Let the infinite product $\ds \prod_{n \mathop = 1}^\infty \left({1 + a_n}\right)$ converge absolutely to $a \in \mathbb K \setminus \set 0$.

Then $\ds \prod_{n \mathop = 1}^\infty \frac 1 {1 + a_n}$ converges absolutely to $1 / a$.

Proof

By continuity of $x \mapsto 1 / x$:

$\ds \lim_{N \mathop \to \infty} \prod_{n \mathop = 1}^N \frac 1 {1 + a_n} = \frac 1 a$

It remains to prove the absolute convergence.

Because $\ds \prod_{n \mathop = 1}^\infty \paren {1 + a_n}$ converges absolutely, $\ds \sum_{n \mathop = 1}^\infty a_n$ converges absolutely.

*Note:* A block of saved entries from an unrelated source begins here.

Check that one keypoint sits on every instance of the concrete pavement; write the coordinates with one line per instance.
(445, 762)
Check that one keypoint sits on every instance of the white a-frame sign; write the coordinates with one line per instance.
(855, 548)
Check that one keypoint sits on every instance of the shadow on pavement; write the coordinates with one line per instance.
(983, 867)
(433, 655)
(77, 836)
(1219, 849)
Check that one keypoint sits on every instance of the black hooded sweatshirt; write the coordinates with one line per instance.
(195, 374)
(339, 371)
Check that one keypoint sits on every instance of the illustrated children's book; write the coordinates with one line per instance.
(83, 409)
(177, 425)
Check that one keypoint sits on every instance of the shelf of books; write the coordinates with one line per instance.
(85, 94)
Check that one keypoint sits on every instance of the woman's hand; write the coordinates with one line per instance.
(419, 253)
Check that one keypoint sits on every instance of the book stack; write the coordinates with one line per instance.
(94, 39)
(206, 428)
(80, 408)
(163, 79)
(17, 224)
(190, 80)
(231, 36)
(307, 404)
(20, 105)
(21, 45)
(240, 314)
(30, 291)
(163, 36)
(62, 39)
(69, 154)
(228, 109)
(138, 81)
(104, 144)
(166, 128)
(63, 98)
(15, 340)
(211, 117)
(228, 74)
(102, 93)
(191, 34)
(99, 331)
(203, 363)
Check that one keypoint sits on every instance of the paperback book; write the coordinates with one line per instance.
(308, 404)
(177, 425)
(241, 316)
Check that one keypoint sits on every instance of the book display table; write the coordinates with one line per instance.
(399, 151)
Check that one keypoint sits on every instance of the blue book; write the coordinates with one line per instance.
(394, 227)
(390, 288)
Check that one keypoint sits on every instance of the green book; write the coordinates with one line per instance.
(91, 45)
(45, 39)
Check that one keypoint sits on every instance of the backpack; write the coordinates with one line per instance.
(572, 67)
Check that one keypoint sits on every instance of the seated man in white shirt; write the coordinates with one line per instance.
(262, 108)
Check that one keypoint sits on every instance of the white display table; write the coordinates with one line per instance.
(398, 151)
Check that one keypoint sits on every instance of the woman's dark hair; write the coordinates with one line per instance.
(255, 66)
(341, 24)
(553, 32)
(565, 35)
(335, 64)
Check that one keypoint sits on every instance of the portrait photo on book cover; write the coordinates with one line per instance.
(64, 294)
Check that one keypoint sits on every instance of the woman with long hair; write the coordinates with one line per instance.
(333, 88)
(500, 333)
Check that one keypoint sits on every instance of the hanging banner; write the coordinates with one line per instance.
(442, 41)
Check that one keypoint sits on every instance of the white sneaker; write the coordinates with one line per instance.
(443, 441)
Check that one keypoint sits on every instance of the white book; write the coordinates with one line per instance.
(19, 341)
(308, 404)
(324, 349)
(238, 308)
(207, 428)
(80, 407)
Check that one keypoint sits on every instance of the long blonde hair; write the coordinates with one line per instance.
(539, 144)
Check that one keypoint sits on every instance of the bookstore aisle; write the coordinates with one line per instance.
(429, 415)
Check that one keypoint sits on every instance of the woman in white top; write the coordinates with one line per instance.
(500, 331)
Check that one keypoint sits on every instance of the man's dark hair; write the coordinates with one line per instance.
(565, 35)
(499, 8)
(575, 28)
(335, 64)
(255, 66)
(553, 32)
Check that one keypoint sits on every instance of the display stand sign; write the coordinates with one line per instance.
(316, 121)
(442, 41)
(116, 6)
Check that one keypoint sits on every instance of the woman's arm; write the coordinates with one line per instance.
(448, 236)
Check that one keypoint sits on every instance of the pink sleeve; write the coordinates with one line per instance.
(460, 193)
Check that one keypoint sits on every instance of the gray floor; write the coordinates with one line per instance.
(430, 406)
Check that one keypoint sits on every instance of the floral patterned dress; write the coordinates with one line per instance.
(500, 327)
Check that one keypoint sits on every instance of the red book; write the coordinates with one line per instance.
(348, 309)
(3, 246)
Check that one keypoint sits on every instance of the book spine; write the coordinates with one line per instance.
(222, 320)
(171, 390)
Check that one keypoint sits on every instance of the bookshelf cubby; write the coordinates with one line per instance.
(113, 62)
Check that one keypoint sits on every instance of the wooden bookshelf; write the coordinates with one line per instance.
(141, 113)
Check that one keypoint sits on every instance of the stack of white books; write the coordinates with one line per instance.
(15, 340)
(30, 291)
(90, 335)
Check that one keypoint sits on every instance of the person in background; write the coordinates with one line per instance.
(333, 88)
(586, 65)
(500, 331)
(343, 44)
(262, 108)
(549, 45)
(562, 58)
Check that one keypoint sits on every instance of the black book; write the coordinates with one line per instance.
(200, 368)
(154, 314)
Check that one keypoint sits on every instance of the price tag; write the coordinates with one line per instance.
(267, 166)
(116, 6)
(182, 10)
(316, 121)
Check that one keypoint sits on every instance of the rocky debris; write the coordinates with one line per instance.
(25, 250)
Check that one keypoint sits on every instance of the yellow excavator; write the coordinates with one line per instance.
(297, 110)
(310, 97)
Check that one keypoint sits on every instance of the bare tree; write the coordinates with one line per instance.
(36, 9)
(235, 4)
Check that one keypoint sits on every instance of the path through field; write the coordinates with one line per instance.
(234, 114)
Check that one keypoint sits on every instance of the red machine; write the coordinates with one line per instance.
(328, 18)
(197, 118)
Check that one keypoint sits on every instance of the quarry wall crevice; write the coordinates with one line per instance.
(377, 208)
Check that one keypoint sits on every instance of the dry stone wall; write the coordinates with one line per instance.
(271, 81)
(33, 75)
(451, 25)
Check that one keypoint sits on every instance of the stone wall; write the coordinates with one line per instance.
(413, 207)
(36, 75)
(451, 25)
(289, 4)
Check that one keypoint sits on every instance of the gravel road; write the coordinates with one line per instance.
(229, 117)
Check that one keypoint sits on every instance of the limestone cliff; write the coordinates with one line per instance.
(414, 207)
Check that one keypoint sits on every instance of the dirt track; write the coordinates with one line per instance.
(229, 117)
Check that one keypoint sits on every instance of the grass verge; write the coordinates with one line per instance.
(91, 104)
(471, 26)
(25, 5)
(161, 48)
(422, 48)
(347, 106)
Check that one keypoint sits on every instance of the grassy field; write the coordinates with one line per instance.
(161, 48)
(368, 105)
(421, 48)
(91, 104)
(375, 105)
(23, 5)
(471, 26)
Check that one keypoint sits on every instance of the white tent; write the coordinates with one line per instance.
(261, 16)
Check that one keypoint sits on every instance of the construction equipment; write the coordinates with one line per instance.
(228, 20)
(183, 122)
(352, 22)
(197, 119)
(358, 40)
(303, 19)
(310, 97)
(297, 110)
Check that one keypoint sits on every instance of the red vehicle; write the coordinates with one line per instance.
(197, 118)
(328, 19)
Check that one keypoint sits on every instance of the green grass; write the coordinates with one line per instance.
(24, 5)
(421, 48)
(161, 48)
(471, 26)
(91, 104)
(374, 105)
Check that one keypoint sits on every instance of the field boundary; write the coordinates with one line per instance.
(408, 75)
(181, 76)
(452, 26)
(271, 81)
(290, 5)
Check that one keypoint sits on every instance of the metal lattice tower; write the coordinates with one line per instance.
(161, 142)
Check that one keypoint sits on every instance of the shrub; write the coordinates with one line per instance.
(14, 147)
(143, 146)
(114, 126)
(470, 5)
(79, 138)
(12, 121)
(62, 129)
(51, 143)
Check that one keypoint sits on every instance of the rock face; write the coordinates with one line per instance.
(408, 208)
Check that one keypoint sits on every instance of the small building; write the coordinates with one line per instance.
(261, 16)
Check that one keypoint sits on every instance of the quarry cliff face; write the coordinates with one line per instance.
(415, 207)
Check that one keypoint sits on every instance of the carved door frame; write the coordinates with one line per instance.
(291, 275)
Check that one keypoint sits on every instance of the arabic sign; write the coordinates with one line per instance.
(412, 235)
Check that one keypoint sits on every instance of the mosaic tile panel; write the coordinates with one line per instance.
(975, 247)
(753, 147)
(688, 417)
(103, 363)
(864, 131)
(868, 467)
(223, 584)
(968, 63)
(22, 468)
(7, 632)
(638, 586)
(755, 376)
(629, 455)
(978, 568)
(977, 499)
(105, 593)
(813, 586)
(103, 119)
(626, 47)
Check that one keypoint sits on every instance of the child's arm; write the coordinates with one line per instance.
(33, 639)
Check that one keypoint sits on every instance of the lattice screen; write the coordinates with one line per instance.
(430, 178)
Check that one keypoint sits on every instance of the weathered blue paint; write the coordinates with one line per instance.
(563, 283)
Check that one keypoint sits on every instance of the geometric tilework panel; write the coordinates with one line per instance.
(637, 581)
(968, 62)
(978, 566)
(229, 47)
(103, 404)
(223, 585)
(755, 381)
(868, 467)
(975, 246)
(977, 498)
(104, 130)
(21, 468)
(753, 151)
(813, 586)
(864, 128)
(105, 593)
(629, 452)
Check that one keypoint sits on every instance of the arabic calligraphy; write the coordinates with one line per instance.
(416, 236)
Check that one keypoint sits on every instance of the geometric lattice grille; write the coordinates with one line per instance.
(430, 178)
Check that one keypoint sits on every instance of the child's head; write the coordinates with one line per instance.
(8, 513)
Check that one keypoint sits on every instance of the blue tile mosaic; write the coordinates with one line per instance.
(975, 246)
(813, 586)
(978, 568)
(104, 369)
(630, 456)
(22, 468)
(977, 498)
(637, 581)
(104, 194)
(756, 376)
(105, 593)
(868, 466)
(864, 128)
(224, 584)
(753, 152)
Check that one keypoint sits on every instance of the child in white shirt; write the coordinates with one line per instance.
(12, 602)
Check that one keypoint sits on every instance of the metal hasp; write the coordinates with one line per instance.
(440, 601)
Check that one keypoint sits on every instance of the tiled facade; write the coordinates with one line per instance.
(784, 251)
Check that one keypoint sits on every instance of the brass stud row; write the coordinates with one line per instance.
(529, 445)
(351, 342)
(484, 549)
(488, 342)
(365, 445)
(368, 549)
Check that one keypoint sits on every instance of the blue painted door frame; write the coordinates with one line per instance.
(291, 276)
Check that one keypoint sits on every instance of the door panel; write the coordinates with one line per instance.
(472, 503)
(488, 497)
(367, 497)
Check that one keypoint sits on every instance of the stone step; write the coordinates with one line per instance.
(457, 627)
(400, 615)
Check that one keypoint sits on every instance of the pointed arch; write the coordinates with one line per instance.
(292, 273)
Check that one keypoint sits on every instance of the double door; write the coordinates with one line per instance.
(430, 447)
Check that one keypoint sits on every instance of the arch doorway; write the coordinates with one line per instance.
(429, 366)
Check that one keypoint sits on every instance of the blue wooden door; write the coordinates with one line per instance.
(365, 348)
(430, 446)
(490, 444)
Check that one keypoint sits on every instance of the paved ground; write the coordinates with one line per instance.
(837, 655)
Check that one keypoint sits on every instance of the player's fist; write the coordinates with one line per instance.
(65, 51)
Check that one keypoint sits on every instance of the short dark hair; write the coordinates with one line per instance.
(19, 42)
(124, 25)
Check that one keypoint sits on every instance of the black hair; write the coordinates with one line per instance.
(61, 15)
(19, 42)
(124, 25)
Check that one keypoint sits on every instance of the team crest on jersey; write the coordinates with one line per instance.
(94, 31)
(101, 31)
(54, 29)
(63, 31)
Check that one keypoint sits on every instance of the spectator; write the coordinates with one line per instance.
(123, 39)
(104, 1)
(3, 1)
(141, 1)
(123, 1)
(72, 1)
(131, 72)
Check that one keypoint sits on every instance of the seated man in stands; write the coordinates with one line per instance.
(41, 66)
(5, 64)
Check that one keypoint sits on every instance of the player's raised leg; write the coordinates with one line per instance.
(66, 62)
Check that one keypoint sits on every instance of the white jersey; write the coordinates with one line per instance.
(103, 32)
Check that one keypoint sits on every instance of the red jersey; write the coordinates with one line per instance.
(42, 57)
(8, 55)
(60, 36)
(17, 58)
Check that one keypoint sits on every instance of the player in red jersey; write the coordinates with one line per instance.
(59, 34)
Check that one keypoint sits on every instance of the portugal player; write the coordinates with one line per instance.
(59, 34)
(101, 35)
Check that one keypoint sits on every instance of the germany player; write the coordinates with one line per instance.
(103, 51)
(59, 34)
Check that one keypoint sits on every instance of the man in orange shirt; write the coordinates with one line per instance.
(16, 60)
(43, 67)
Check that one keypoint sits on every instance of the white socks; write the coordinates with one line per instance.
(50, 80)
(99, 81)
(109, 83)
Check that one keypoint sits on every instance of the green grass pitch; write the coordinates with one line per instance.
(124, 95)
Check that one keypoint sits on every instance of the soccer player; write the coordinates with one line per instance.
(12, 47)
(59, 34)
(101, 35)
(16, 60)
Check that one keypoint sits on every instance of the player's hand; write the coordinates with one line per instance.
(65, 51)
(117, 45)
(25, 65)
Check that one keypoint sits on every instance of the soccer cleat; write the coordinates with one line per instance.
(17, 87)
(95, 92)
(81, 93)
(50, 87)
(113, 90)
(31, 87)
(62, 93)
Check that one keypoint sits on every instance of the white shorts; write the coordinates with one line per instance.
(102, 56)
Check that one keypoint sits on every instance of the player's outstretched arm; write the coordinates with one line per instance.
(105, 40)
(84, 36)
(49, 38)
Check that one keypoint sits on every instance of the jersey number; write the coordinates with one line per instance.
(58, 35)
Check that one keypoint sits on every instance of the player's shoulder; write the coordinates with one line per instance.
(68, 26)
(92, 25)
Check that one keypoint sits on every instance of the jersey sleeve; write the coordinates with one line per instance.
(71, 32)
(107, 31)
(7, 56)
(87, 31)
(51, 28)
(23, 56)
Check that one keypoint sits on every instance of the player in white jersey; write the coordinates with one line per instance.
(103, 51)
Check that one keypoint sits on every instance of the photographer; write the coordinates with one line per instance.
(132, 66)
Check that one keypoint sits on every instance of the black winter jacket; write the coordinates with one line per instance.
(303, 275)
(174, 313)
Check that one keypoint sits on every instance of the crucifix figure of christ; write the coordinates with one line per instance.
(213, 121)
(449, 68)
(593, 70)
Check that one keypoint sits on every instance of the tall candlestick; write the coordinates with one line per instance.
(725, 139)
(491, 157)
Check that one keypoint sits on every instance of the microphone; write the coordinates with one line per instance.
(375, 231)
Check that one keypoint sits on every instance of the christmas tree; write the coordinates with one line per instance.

By Factors in Absolutely Convergent Product Converge to One, $\norm {a_n} \le \dfrac 1 2 $ for $n$ sufficiently large.

Thus $\norm {\dfrac 1 {a_n + 1} - 1} = \norm {\dfrac {a_n} {a_n + 1} } \le 2 \norm {a_n}$ for $n$ sufficiently large.

By the Comparison Test, $\ds \sum_{n \mathop = 1}^\infty \paren {\frac 1 {a_n + 1} - 1}$ converges absolutely.

Thus $\ds \prod_{n \mathop = 1}^\infty \frac 1 {1 + a_n}$ converges absolutely.

$\blacksquare$